What does it mean to be brave?

“…the righteous are bold as a lion.” —Proverbs 28:1B

There it is. God’s definition of bravery. Do you see it? Bravery is synonymous with being righteous. It’s doing the next right thing. In a world that pulls at our sons with porn, mind-numbing hours of gaming, and other distractions or evils, we want to set the stage for a lifetime of conversation that makes dads the best examples of bravery their sons will ever know. Our biggest goal, as always, is to create a connection experience for fathers and sons. Visit our new website borntobebravetour.com where dads can take our Strategic Father Connection IQ Quiz to see how well they’re doing with connection.
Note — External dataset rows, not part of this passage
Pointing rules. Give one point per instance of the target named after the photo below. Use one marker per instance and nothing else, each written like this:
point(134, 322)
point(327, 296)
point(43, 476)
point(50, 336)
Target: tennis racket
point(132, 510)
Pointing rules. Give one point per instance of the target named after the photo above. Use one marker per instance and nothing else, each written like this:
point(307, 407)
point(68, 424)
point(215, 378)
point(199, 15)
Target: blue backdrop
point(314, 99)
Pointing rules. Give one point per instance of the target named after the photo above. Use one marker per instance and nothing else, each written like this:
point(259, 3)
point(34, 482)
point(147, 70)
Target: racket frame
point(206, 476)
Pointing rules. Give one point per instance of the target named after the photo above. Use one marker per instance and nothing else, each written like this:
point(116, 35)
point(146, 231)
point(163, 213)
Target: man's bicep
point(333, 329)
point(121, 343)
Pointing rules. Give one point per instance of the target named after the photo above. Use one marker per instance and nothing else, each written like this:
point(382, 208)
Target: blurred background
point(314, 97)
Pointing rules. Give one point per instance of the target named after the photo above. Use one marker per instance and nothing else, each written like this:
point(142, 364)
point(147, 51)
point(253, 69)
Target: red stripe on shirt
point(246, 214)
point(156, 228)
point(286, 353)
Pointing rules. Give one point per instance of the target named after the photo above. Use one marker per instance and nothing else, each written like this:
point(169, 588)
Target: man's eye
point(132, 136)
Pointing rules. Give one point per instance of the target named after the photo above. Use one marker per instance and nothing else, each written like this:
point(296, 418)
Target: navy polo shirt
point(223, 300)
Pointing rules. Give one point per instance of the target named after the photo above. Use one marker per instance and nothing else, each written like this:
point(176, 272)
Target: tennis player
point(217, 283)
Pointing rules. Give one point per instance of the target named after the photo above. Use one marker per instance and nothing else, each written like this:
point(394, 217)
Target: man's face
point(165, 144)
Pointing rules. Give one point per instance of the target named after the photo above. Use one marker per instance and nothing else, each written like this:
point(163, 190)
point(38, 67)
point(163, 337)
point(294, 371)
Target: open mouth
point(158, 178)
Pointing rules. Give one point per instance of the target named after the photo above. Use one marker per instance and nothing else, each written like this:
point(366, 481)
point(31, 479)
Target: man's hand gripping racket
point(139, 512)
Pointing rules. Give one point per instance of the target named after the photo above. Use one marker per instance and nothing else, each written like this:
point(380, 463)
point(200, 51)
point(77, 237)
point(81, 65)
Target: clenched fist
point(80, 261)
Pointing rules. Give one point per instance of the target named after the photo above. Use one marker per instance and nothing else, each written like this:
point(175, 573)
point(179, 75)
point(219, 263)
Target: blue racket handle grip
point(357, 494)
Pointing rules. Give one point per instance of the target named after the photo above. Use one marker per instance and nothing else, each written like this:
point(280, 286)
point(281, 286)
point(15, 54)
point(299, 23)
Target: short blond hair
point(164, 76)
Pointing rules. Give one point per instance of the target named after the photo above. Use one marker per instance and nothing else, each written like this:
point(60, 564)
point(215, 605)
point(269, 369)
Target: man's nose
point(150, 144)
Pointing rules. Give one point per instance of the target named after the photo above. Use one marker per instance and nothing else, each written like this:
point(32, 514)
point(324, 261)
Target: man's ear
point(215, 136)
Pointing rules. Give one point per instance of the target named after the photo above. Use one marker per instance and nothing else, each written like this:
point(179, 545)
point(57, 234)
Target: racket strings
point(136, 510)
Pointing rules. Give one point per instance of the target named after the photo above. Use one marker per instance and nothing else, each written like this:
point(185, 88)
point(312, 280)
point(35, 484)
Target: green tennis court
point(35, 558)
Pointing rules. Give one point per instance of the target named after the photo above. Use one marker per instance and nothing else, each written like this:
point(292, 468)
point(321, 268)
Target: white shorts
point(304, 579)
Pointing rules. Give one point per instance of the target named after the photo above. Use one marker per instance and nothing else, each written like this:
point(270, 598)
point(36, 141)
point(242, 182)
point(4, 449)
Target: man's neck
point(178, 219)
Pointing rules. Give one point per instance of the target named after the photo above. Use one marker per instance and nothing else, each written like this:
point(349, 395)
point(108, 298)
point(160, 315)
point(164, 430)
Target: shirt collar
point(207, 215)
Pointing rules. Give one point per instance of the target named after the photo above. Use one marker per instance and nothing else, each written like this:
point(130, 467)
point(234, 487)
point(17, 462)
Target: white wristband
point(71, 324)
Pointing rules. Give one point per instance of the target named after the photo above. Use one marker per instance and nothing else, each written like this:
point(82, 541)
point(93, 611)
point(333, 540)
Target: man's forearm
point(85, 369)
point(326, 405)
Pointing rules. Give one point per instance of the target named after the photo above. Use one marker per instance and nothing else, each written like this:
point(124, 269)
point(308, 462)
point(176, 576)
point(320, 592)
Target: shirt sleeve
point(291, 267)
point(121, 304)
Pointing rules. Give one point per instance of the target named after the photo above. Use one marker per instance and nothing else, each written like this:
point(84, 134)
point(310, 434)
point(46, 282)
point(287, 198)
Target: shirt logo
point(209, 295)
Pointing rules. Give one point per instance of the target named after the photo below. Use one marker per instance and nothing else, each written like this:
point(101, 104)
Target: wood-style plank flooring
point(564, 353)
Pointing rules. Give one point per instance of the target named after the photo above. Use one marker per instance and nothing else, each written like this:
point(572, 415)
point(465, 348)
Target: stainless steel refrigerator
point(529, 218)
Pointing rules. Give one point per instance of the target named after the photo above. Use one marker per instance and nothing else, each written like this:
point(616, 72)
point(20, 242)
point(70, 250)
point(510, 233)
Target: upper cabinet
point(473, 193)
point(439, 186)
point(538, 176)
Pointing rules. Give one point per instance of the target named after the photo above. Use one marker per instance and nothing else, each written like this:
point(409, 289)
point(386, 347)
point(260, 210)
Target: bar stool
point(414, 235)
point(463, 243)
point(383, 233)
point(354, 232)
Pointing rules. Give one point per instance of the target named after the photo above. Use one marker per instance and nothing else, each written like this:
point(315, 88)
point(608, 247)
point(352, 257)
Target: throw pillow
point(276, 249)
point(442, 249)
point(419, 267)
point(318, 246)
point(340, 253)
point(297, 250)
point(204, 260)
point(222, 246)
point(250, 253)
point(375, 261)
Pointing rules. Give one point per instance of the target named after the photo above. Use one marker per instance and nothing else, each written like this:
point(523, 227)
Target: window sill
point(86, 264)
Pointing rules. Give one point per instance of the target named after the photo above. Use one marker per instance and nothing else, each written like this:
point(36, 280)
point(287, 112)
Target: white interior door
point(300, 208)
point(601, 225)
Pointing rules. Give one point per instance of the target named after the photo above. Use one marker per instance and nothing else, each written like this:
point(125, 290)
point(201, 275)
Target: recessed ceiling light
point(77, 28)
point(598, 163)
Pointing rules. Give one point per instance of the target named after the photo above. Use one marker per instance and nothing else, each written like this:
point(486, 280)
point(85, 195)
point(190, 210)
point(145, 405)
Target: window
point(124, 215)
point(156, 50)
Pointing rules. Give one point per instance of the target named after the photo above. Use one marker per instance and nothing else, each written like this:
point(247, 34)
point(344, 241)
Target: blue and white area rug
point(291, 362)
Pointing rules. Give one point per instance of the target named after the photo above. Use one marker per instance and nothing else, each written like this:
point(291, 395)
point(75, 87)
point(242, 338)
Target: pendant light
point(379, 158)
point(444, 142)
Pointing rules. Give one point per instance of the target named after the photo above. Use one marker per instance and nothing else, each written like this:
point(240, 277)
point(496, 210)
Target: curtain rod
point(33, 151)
Bob and I hope to see your son and his dad at one of our events in the spring.

Connect with your child and start the conversation by attending one of our events for tween boys and girls! Secret Keeper Girl features two fun fashion shows that demonstrate modesty and true beauty, deep Bible teaching, live worship, and stories that help girls aged 7-12 embrace true beauty and modesty. Born to Be Brave features interactive games, Biblical teaching, the WHEEL OF DESTRUCTION, and live worship with the Allan Scott Band— all strategically designed to put the brave back in your boy in a world that will emasculate and rip the goodness out of him, if given the chance.

Dannah Gresh
 

Dannah Gresh is the best-selling author, speaker , and creator of Secret Keeper Girl, America’s most popular tween stage show for moms and daughters. Dannah has authored 27 books, including And the Bride Wore White, and Lies Young Women Believe (with Nancy DeMoss Wolgemuth) and is considered one of the leading experts on the subjects of sexual purity, modesty, and true beauty. More than 350,000 people have attended her live events. She has been a guest on CNN, Fox News, and the 700 Club and is a frequent guest on Focus on the Family and Family Life. Her TEDTalk on tolerance for virginity offers thought-provoking look at why sexuality is enhanced by self-control. She lives in State College, Pennsylvania with her husband, Bob on a hobby farm with a menagerie of animals. The couple has four young adult children.

Michelle - October 11, 2017

That’s great for those who have present parents. Good parents are the answer to so many of the worlds troubles. For those of us who grew up in dysfunction or abandonment these other resources would have been a blessing.

    Dannah Gresh - October 12, 2017

    It is critical to have other resources and especially mentoring programs for those whose parents are not able to enter into the work of parent.